The journey to advanced analytics
Advanced Analytics is a feature that is targeted to help Sendbird users analyze and get insight into usage behavior of their applications. Currently Advanced Analytics is supported as a premium feature, and it provides metrics around messages, channels, and users of a given application with segmentations on various custom types.
Advanced Analytics was not called Advanced Analytics in the beginning. The original implementation of these analytical metrics were based on actual database entries representing entities such as messages, channels, and users. When users of the application create users, create channels and send messages, these entries would be created or updated in the relational database.
If application users were deleted or deactivated, that user entry will be updated indicating such action. To provide analytics of this data, there was a cron job regularly running that fetched these entries and performed aggregation such as simple summation based on the type of the metric, and updated separate database tables with these values. These metrics were then served to the customer via our customer-facing dashboard and platform API on a per metric basis.
Problems with the original approach
There were several problems with this approach. There were increasing use cases and with further additional analytics we wanted to add, this implementation was not very extensible and scalable. There were concerns about the data quality of metrics as the database entries representing the entities did not depict historical changes, thus making backfill scenarios impossible, and in turn not being able to provide correct metrics to customers.
If there was a new metric to be supported, there had to be a new platform API to serve it as the current APIs were served per metric. In turn, this would mean a change in schema or a new database table tracking this metric in our internal database. Not only this leads to more engineering, but also bad usability experience to the customers as they have to onboard with the new API every single time a new metric is added.
Another problem with the approach was that we wanted to provide the metrics with varying cadence, such as monthly, and again, this would mean changes to the database, and so on. And as our customer size and usage grew, we foresaw that our cron job would not be able to scale to handle the load and cause a burden on our relational database.
How does your mobile engagement score stack up?
Creating a new pipeline
So with these limitations of the original approach, we took this as a high priority and decided to create a whole new pipeline and provide it as a whole new feature. The new pipeline was based on logs that were created at a point in time of user activity, and these data would be used to compute the original metrics. Instead of providing separate APIs, there would be a single platform API supported which would look up a single database table for all metric types.
To get to the performance we needed as well, there were major optimizations we made. We had previously formatted our logs in JSON, but this format was not the optimal way to consume the data and extract what is needed. Our intuitive approach was to utilize AWS Athena which we had readily available, but with its limitation on concurrency and resource allocation between production versus ad-hoc queries, we sought out a different processing engine. As a result, the metric computation job was created as a Spark job (using AWS Glue) that can handle the growing data size with its distributed processing as well as handle more complex logic in metric computation.

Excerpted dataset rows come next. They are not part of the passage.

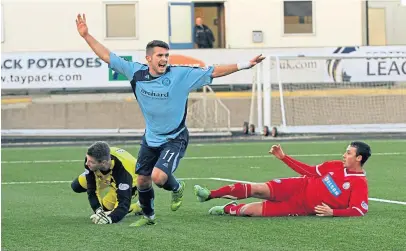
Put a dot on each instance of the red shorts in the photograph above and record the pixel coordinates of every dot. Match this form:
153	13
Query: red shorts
287	198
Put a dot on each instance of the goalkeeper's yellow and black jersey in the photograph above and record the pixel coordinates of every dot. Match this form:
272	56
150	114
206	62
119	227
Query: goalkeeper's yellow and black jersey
121	176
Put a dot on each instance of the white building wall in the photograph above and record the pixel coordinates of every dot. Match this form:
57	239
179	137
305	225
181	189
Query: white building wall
395	14
39	25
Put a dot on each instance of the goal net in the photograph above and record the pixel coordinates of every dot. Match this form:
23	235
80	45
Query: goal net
332	94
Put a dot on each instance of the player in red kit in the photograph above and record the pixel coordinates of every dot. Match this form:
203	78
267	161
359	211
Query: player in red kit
333	188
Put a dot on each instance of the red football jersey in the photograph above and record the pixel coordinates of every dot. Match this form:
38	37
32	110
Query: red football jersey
344	191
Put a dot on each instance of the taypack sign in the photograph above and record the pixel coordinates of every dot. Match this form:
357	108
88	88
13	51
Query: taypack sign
58	70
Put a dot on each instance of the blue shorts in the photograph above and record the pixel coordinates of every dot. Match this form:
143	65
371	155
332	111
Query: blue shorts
165	157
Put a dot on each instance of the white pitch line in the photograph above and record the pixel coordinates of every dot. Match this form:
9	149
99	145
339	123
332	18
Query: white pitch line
217	179
203	158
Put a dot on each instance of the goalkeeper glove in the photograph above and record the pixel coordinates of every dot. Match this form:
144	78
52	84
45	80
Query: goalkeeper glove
100	217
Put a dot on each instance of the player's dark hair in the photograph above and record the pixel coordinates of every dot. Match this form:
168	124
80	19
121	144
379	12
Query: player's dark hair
156	43
99	150
363	149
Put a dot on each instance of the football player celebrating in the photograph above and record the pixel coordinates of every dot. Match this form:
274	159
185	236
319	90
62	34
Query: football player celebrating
113	168
333	188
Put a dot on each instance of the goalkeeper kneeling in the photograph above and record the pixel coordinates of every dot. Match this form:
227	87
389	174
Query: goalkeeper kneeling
109	168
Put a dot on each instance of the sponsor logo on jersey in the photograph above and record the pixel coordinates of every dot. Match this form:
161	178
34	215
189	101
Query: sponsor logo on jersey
155	94
331	185
346	185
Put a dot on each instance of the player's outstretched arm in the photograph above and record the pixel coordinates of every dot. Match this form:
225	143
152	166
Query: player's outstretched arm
224	70
102	52
297	166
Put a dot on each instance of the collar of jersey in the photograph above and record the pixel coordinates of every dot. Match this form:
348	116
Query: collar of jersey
346	174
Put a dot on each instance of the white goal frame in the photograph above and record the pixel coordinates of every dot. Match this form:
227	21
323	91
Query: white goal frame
263	77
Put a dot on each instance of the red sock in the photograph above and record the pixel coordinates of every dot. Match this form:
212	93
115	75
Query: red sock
236	191
233	209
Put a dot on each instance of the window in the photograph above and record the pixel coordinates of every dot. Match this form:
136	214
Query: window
298	17
121	20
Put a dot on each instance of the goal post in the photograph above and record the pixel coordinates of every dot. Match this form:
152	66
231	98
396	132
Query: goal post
338	93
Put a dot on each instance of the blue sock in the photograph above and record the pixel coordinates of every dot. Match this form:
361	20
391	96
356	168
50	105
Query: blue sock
172	184
146	198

Also with logs in JSON format, the amount of data that needed to be read and scanned was unnecessarily big, and queries took way too long. After some research, we switched our logs to Parquet format, and with its columnar format, the amount of data scanned decreased incredibly by on average 65%. On top of that, compacting log files of minimal size into larger chunks reducing the number of files read per partition greatly reduced the performance by another ~70% along with significant S3 cost reduction.
As a result of this whole new pipeline, the customers had metrics that are less error-prone readily available with a single API and there were opportunities for more extensive types of metrics that can be supported. In addition to the daily metrics provided, monthly metrics were provided for the customers to see a bigger picture and pattern of the application usage.
Plus by reducing the amount of data to be read and changing the input log files in a compatible format for the metric processing job, we were able to get the performance we needed to calculate the metrics for all applications, not just for applications that have the feature enabled. That way whenever our customers opt in for this feature, they would have the metrics available even for the past since the feature was launched. In March 2020, the original analytics metrics were completely replaced by the metrics computed from this pipeline, and this was the birth of Advanced Analytics version 1.0.
Soon after Advanced Analytics version 1.0, we prioritized adding a new metric called message_viewers with the rationale that this metric needs to be available along with message_senders for customers to get a full picture of users actively using their application. With the addition of the new metric, we launched Advanced Analytics version 1.5.
The future of Advanced Analytics
As our customer base grows every year, continuous efforts are being made to improve Advanced Analytics. With current time resolution of metrics being monthly and daily, we are considering how we can provide this metric on a granular level and more frequently. Also, we have realized that use cases of Sendbird applications vary across the spectrum and therefore the analytics that the customers would like can be very different. To be able to provide customized advanced analytics is another challenge that we are willing to solve to help our customers gain more detailed insight and make business decisions accordingly.